Again from the pedagogic viewpoint: gosper.org/eiπ.png What is this adding 1 garbage? —rwg Mandelbrot once told me of a French math department which routinely discouraged explicit equations. Disembodied expressions were all implicitly 0. A visiting government inspector: "I don't understand. If everything is zero, why do you need all this grant money?" On Fri, Jan 18, 2019 at 10:57 PM Bill Gosper <billgosper@gmail.com> wrote:
-------- Original Message -------- Date: 2019-01-18 21:19 From: Neil Sloane <njasloane@gmail.com> Reply-To: math-fun <math-fun@mailman.xmission.com>
Adam Goucher wrote: "I'm firmly in the exp(i pi) = -1 camp."

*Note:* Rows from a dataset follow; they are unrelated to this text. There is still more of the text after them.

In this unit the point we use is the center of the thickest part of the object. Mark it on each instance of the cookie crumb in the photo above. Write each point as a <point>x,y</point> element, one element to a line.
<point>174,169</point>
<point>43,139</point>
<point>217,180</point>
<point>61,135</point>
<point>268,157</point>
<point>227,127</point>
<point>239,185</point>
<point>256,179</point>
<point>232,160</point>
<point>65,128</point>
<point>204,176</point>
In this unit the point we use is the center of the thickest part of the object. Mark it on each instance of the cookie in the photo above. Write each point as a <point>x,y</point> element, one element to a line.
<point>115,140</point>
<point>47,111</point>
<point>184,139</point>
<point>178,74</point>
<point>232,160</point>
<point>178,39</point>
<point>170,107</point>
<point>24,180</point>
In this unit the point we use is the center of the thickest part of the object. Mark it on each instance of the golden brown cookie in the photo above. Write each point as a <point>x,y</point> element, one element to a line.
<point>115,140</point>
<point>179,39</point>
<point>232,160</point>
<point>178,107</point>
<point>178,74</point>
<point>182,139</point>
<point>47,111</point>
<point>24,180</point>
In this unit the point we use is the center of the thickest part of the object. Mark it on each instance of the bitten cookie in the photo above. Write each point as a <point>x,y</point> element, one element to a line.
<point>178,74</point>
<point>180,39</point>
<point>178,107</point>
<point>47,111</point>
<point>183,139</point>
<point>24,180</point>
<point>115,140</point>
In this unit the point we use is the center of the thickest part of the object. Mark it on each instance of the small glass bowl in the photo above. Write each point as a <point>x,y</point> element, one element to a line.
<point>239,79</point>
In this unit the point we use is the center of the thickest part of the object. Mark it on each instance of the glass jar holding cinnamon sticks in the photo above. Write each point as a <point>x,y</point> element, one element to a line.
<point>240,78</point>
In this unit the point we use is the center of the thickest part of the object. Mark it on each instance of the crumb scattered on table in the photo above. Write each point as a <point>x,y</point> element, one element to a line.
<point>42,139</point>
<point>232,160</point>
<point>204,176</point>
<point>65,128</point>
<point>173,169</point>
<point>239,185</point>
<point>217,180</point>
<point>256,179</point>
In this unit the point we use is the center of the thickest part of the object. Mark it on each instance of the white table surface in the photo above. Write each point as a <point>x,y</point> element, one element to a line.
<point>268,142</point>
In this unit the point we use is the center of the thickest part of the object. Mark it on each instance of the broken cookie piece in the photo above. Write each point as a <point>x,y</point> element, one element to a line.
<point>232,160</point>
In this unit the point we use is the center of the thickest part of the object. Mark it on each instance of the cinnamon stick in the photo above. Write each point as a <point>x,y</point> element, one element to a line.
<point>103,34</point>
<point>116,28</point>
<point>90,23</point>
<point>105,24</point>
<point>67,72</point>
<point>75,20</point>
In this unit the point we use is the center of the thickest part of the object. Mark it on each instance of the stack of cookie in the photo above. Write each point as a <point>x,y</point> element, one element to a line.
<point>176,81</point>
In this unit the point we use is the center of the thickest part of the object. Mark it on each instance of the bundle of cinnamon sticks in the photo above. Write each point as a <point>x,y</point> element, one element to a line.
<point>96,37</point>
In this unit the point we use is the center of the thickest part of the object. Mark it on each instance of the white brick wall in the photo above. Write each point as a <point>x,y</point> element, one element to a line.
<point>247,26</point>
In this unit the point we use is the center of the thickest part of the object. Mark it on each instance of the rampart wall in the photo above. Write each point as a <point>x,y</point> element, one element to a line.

Me too, there is no argument. "Beauty is truth" is obviously better than "beauty - truth is zero" ---------- When I first saw e^(iπ) + 1 = 0, I gagged. If you like clutter, why not throw in a factor of GoldenRatio? But now I have a clincher. I asked a beginner to solve x^x = e^-(π/2), with the hint: "Try taking √ of the World's Most Beautiful Formula." He used the messy one and got stuck! —rwg (I actually asked for *two* solutions.)
On Fri, Jan 18, 2019 at 10:05 PM Cris Moore <moore@santafe.edu> wrote:
but those just imply e^(i pi) is +1 or -1.
On Jan 18, 2019, at 7:53 PM, Allan Wechsler <acwacw@gmail.com> wrote:
Nobody for e^(2iπ) = 1 or e^(2iπ) - 1 = 0 ?
On Fri, Jan 18, 2019 at 9:45 PM Thane Plambeck <tplambeck@gmail.com> wrote:
The second one is more aesthetically pleasing, but the first one seems (weirdly) more directly informative somehow, to me.
On Fri, Jan 18, 2019 at 6:12 PM Bill Gosper <billgosper@gmail.com> wrote:
At the risk of a protracted and rancorous political dispute, I'd like an informal vote on which is most "beautiful": e^(iπ) = -1 or e^(iπ) + 1 = 0 ? —rwg I get polarized just thinking about it. _______________________________________________
A wisecracking eavesdropper alleged I was polarized from only turning halfway around, trying to revive the 𝛕 abomination e^(i 𝛕) := 1, not q^(1/π). Well, a 2π rotation still leaves my neutrons polarized!